The Stanford University study analysed data collected from more than 700,000 people from 111 countries using a mobile app designed to measure users’ physical activity. Hong Kong subjects were found to have taken an average of 6,880 steps a day, out of 46 countries with more than a thousand research subjects in the data set.
China ranked second, with participants taking an average of 6,189 steps a day. Indonesia came last, with a daily average of 3513 steps.
The report was published online by the science journal Nature on Monday.
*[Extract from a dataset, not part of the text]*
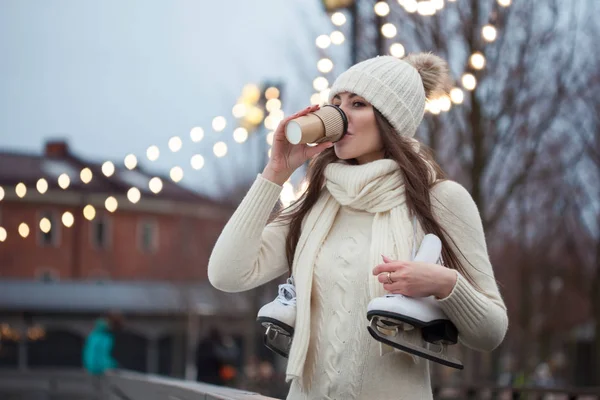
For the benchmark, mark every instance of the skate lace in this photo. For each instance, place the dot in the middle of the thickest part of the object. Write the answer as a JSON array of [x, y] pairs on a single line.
[[287, 293]]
Its stated aim was to understand people’s lifestyle habits in order to “curb the global pandemic of physical inactivity.”
The report cited a study published by Lancet in 2012, which identified inactivity as the cause of an estimated 5.3 million deaths worldwide in 2008. Physical inactivity is linked to increased rates of coronary heart disease, type 2 diabetes, breast and colon cancers, as well as decreased life expectancy.
The Stanford report compared the distribution of physical activity across age, gender, and body mass index (BMI) groups within individual countries. It found that activity inequality was a better predictor of obesity than the mean number of steps taken by the aggregate population.
Activity inequality refers to the difference in the mean number of steps taken by various population groups. Different countries’ overall activity inequality was computed using the Gini coefficient – a commonly used measure of inequality. According to two researchers, computer scientist Jure Leskovec and bioengineer Scott Delp, the aim of using this metric was to evoke the idea of income inequality.
“If you think about some people in a country as ‘activity rich’ and others as ‘activity poor,’ the size of the gap between them is a strong indicator of obesity levels in that society,” Delp told Stanford News.
Hong Kong had the lowest activity inequality among the countries surveyed. It also had the third smallest fraction of obese individuals in the world, after China and Japan.
The study also found that a city’s walkability was associated with a smaller gender gap in activity as well as lower activity inequality. Researchers expressed hope that the findings will be used to support global public health policy and urban planning.